Closed Apollon77 closed 3 years ago
If someone out there is willing to implement this feature properly and submit a patch, I will be happy to integrate it.
Some comments/guides on this (including the reasons why I personally did not miss the feature for more than 15 years - but, of course, opinions are always subjective...):
The feature would need to be optional (see 2.).

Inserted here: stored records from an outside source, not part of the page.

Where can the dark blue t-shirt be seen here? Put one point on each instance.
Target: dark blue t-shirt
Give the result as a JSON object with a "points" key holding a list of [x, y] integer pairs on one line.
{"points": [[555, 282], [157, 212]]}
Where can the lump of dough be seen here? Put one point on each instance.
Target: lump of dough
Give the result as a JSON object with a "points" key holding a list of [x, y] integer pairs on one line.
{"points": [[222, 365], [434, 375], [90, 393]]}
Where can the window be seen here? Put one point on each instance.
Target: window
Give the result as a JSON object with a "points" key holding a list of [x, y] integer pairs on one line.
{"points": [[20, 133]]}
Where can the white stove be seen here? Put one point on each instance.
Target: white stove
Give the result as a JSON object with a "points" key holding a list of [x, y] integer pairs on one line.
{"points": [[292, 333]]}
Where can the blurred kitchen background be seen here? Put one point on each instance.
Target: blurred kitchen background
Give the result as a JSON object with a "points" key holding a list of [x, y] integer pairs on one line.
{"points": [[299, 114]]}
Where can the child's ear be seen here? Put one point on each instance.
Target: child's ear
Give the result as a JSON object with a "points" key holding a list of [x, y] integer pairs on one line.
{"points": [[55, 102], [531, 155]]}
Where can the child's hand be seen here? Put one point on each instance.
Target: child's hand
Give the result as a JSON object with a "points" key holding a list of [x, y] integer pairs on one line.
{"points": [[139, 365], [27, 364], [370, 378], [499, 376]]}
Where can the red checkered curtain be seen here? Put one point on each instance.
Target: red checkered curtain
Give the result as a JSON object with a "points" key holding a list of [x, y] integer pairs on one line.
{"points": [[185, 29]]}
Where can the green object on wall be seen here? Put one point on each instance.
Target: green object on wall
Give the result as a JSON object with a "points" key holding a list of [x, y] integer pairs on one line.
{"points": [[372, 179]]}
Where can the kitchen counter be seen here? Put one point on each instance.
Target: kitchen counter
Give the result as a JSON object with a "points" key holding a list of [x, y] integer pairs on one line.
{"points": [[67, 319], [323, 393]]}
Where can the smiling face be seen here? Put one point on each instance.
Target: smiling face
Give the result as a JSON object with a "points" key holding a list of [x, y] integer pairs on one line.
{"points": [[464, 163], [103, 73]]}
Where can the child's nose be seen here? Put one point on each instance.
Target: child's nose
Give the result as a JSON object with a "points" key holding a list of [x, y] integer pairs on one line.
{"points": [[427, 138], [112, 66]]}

Calculating checksums of each file on each backup run has a very serious impact on performance. Caching of of checksums can partially help and is probably mandantory, but that would need to be implemented very carefully (considering unplanned interruptions, user-provided drivers etc. ...).
By the concept of hierarchically incremental backups, the waste of storage is limited to O(log N), where N is the number of backups. This mechanism alliviates the waste of storage capacity (though not the amount of write operations, which may be a problem if the backup device is an SSD).
I am not a big fan of storing Hashes for each file. Performance and storage questions arise...
Calculative example: The data storage on my primary server has about 600,000 files. With a sha256sum (64 hex digits) for each file + file path (assuming 36 chars per path for easier calc) it's 600,000 * 100 = 60,000,000
, around 60 Mb... These data has to be present while comparing.
The other way around would be to have the files named "better". It's like it is with log(-rotation)... Per default it only adds an incremental number to the files (my.log -> my.log.1 -> my.log.2.gz
), but you can configure it to add dates (my.log -> my.log.20181224 -> my.log.20181223.gz
), so it can be backed up easily without comparing file hashes...
What about doing the same for your db backup? You can run it at PRE_BACKUP
containing something like
oldpath=$(pwd)
cd /path/to/my/db/backup
rename 's/^\d+T\d+Z(.*)$/backup$1/' 2*
cd "$oldpath"
Just try it. Navigate to your backup an run
rename -n 's/^\d+T\d+Z(.*)$/backup$1/' 2*
The -n
option will just output without renaming anything. So you can check, if it's working out for you. I checked it against the file listing provided on this page and it works flowlessly.
Closing this for now, since the benefit of such an option is questionable, and no other comments/contributions came up in the past two years ...
Thanks @boppy for the help and explanation!
hey,
I use your backup scripton some machines, and also one with an InfluxDB and I want to backup the DB backup. When you create a DB backup for InfluxDB it generated many files with the data because InfluxDB uses "shards" (data junks with all e.g. 7 days) internally you get one file per shard.But they all get a new date when they are generated. But older shard-backup-files that were not changed have the same data in, but a new timestamp. Here it would be great to have the file content (means checksum) to be used to identify changes instead of the date o such.
Is there any chance to get this feature?